Mastic ice cream
Mastic ice cream is an ice cream with stretched and sticky texture. It is named after the "mastic" spice
Mastic ice cream is common in Arab countries and Turkey. Originally, the only mastic ice cream was in Turkey. The recipe was secret. In the mid 19th century, a Syrian trader in Istanbul stole the secret recipe of the ice cream and took it to Damascus. There he developed a local version of the ice cream that gave it a light and airy texture. He exported the ice cream to the Arab countries. Because the mastic spice is expensive and difficult to get, ice cream sellers prefer to replace the mastic spice with glucose.
Two types of mastic ice cream[change | edit source]
Turkish mastic ice cream or dondurma (Turkish: Maraş dondurması, the ice cream of Maraş city) is the original mastic ice cream. It is much more difficult and heavy than the Arabic mastic ice cream. It has more fatty because it has more sweet cream or heavy cream with a high fat percentage. In the past, people who lived in the mountains made it with snow, goat milk, mastic, and "dried orchidaceae powder" (type of "tubers"). In southeast Turkey, the ice cream was more solid and sticky because of the powder of the orchid flowers that grow there. This ice cream is so solid that a knife and fork is used to eat it.

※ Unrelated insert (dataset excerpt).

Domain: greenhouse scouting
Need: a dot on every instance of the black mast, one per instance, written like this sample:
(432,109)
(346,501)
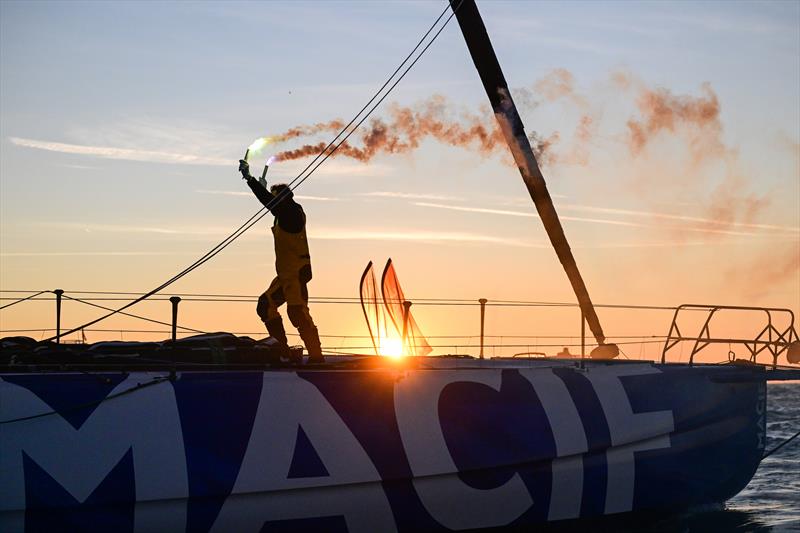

Arabic mastic ice cream or Booza (Arabic: الآيس كريم واللبن, milk ice cream) is fibrous and elastic. It is very sticky, which makes it melt more slowly in the hot Arab countries. It is also softer than the Turkish ice cream. In Iraq, it is customary to eat the ice cream on square wooden sticks. This type is most common in Syria and Lebanon. There are ice cream sellers who show tourists where they grind the "mastic resin" with a mortar and pestle while singing and playing. In the old city of Damascus, there is a famous ice cream store who called "bakdash" that is famous in the Arab world for its Arabic mastic ice cream. It is a popular attraction for tourists, especially tourists from Arab countries.